Technically? Sure, it's an accomplishment, akin to copying someone else's homework by typing it in by hand. Please notice I didn't say it's the same, I said it's akin to. Very nicely typed, good job.
But morally, it's exploitative and gutless, and it represents Microsoft giving up on the idea of finding success through innovation. Microsoft seems so pathetic now.
It's more about compatibility with an existing ecosystem than copying.
>It's more about compatibility with an existing ecosystem than copying.
Wink, wink. Right.
Will be interesting see how they implemented it and whether they used Apportable's Foundation (which looks really well written).
Swift was obviously half-baked when it came out. It's still far from production quality IMHO. But as a deterrent for this kind of compatibility action, Swift's existence is quite effective.
- Swift support s in Xcode and if Microsoft doesn't watch out their implementation might be miles ahead at their first try
- Swift 1.0 was a marketing 1.0, technically maybe a 0.2 release. I hope I don't need to touch it again in the next year even though I like the language principally
With Swift, the compiler is closed source, so you either have to examine the code it produces or the programmers manual, which is legitimately more difficult technically.
Then there's the fact that the lawyers will have to be all over any Swift implementation, and it gets even harder.
None of this would have happened if Clang didn't exist :P The whole reason that Microsoft can do this project now is because Clang didn't exist when Apple/NeXT started development on Obj-C.
This paragraph is a few kinds of incorrect. I built objc code on Linux with GCC before clang existed. (gobjc is the name of the package.) Clang therefore was not the only free software objc frontend at the time of introduction. GNUstep even ran on Windows using that. There is no reason Microsoft could not have also based its efforts on GCC's objc frontend, without clang.
I believe also NeXT used GCC back in the day - I read somewhere that even then they were displeased with the fact that GPL forced them to contribute back. Also objc existed before NeXT, the were just the only notable player using it and de facto took it over.
Another interesting thing is Apportable's Foundation implementation, it's really nice and is LGPL'd. I wonder if MS licensed that.
Now, Clang is competitive and they can keep the frontend under wraps.
Had Clang existed when Apple were implementing Obj-C, they'd have used that, there'd be no open source Obj-C frontend Microsoft wouldn't be able to do this without considerably more work.
I did a quick summary of the talk, which had a bit more detail, here: https://news.ycombinator.com/item?id=9471204
In short, they used one of the available open-source frontends (clang, the other being gcc). In addition, Objective-C is almost completely trivial to implement if you have a C compiler. Heck, a 17 year old kid with nothing but a C compiler, access to the Brad Cox book and no formal training in CompSci in general or compilers in particular managed to pull it off back in 1986 or so.

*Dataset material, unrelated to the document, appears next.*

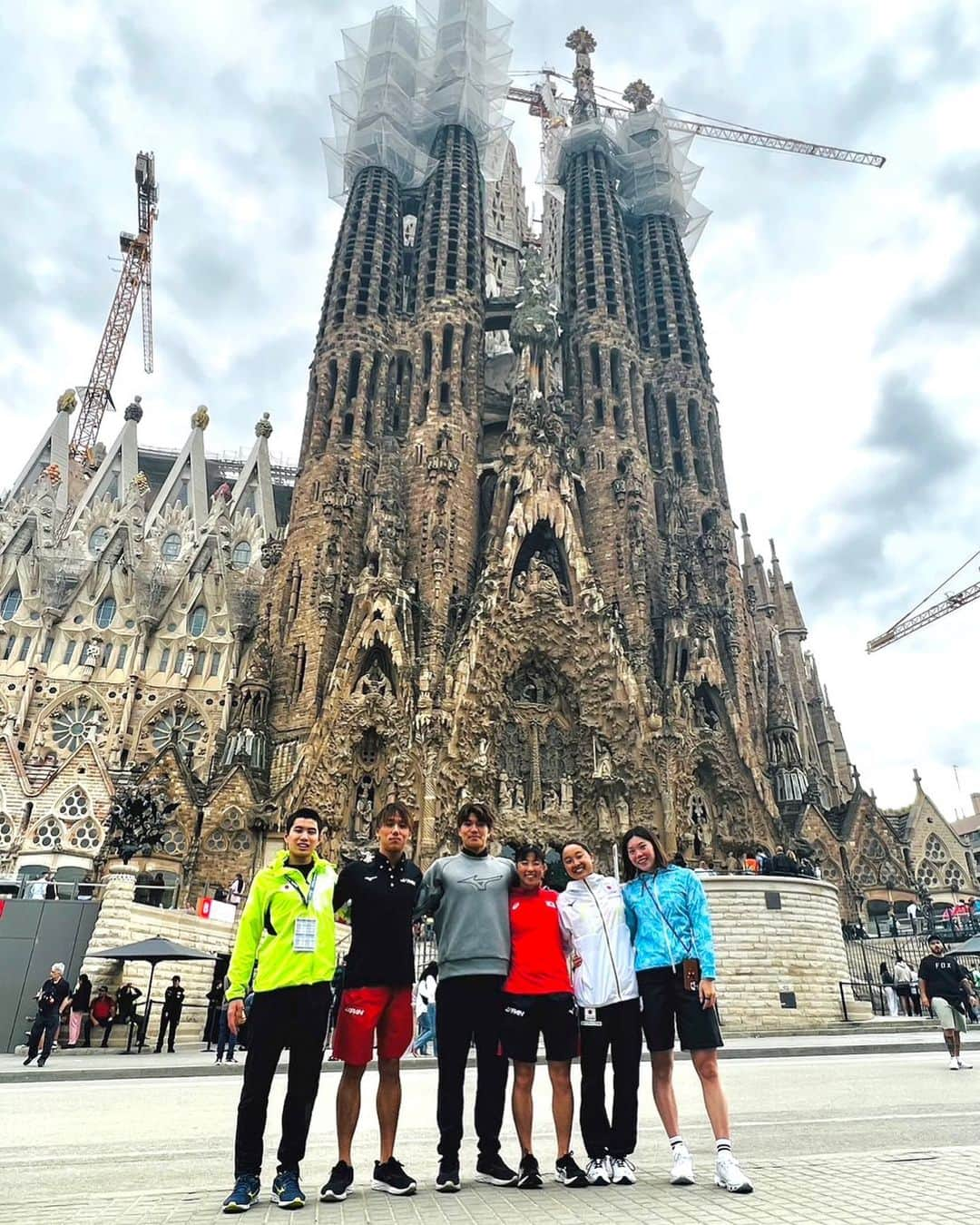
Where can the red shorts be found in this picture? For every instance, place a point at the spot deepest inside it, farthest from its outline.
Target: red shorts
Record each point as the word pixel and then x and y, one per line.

Swift is closed-source, so unless or until that changes, it is a reverse-engineering effort. It is also a vastly more complicated language to implement. It is hard to even begin to describe the difference. It leans on the compiler and optimizer by what I consider to be an insane amount, just the rules for initializers and named keyword arguments are bigger than the entire Smalltalk language spec (which is the part Objective-C adds to C). The optimizer is required if you want performance greater than Ruby interpreting a Python program. etc.

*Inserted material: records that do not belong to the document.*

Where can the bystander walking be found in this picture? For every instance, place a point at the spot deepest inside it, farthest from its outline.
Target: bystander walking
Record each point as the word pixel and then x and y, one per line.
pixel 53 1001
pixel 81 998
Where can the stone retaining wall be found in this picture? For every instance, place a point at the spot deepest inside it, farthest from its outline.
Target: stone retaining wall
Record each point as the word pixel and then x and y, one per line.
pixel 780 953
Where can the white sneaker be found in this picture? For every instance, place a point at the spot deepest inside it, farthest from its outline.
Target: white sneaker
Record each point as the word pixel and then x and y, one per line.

On the other hand, it is in many ways similar to C#, so probably not that hard a feat for MS to pull off.
Ah, OK... So you mean if NeXT hadn't based their 1980s effort on GCC, i.e. if there had been a decent BSD-licensed C compiler back then.
It's worth mentioning that this was a long time ago, before a fair number of HN readers were born, and also at a time when GPL vs. BSD licensing likely wasn't as much of a topic as today. Comparing GCC with Clang when we're talking about things that happened in 1988[1] just doesn't seem to make any sense to me.
[1] Per Wikipedia's article on Objective-C, the year that NeXT's GCC changes happened.